Kolamaavu Kokila movie review: Nayanthara is riveting as a drug peddler in a film laced with dark humour
3/5
Kolamaavu Kokila aka Coco is an out and out Nayanthara film laced with black comedy. Director Nelson has made a bold script-driven female-centric film which, at the same time, is within the confines of the brand of Nayanthara, the ‘Lady Superstar’. The leading lady and all the women characters here do things differently from mainstream films and their actions are justified, owing to the circumstances in the plot.
Kokila (Nayanthara) is a shy and timid lower middle class girl, who at the same time, is street smart. She, in a way, is the sole bread winner in her family, consisting of her dad (RS Sivaji), a security guard at an ATM, her college-going sister and her loving mother (Saranya Ponvannan), who runs the family with an iron hand. Kokila’s introduction scene spells out her character. She works as a salesgirl in an electronic shop and is not happy with the salary rise offered by her supervisor. The guy hints that if he is made 'happy', he will recommend her name to the general manager. Her retort is simple, "Why should I make you 'happy', when I can go straight to the GM and make him ‘happy’?"
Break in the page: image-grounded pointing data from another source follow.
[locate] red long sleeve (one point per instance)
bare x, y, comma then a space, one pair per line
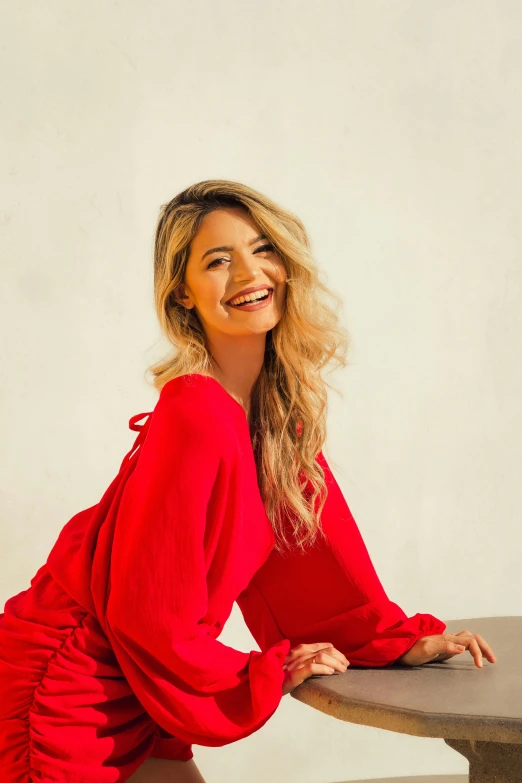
158, 620
331, 593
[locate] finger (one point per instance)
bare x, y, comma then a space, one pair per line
476, 652
339, 655
321, 657
485, 648
301, 650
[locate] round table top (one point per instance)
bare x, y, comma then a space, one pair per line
453, 699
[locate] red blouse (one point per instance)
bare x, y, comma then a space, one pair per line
180, 534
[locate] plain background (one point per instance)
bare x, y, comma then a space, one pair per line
393, 130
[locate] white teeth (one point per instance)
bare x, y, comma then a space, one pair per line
250, 297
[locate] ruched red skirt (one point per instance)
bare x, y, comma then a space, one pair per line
67, 713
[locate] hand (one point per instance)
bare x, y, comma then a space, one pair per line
440, 647
304, 660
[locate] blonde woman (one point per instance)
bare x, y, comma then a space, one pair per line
110, 663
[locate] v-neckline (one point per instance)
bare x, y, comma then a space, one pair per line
211, 377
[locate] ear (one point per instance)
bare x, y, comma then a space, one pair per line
180, 295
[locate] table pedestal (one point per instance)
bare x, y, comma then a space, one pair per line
490, 762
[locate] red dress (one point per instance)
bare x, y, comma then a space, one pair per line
112, 654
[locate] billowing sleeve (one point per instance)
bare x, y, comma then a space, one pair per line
331, 593
193, 686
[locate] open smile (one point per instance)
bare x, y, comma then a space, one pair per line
257, 305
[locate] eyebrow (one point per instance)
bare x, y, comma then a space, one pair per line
228, 247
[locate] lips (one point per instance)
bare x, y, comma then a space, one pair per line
247, 291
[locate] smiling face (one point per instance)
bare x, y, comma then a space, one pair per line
214, 276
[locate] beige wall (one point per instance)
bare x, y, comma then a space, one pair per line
393, 129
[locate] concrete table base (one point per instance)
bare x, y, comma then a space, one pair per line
490, 762
477, 711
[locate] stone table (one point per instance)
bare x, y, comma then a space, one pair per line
478, 712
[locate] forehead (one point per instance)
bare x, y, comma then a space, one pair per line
224, 226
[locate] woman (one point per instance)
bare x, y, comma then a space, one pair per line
110, 664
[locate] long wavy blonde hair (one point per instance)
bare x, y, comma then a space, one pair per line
289, 400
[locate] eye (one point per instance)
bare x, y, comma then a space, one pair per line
257, 250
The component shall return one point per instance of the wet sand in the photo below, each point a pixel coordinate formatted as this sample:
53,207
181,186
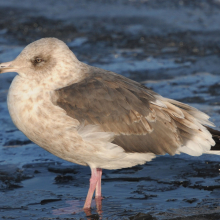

She walks out of her job and against the wishes of her father and joins a massage parlour as a receptionist. One day, she is shocked to know that her mother is suffering from lung cancer and the family needs Rs 15 lakhs for her treatment. She approaches relatives, NGO and others including a rich old man, who wants her to be his 'keep' (paramour) and also provide her a bungalow. Meanwhile, in a mix-up, she meets an influential drug lord. As she is pushed against the wall trying to meet her mother’s medical bills, she decides to become a Kolamavu (Tamil slang for cocaine) peddler.
Nobody, including a prying cop (Saravanan), will ever suspect the beautiful and coy Kokila to be a drug peddler. And Kokila uses her demure nature to win over people and then get her job done without losing her dignity. In a crucial interval block scene, the stammering and frightened girl smartly turns the tables on the deadly drug leaders by making the boss shoot his own men.
Director Nelson subtly conveys the message that women empowerment is the way to take on the male-dominated society. All the male characters are shown as either wimps, or trying to entice or romance women, including the chief comedian (Yogi Babu). Even Guru, the cop who is after the gang, is controlled by his wife.
The film belongs to Nayanthara. She is riveting in a totally deglamourised role. Her introduction and the interval block scene will make you clap out loud. Saranya Ponvannan, in a change from her usual docile mother stereotype, is good, while Yogi Babu, the comedian, lightens up the screen as a man smitten by the heroine. Motta Rajendran, the other comedian, is predictable and in-your-face. The films works largely because of Anirudh’s jazzy music and background score, which fits into the plot, along with the camera work of Sivakumar Vijayan.
There are Breaking Bad influences throughout the film. The drawbacks are there in plenty. After a racy first half, the pace slackens in the second half, along with some logical loopholes in the plot. However, at the end of the day, it is a Nayanthara show and she shines bright once again.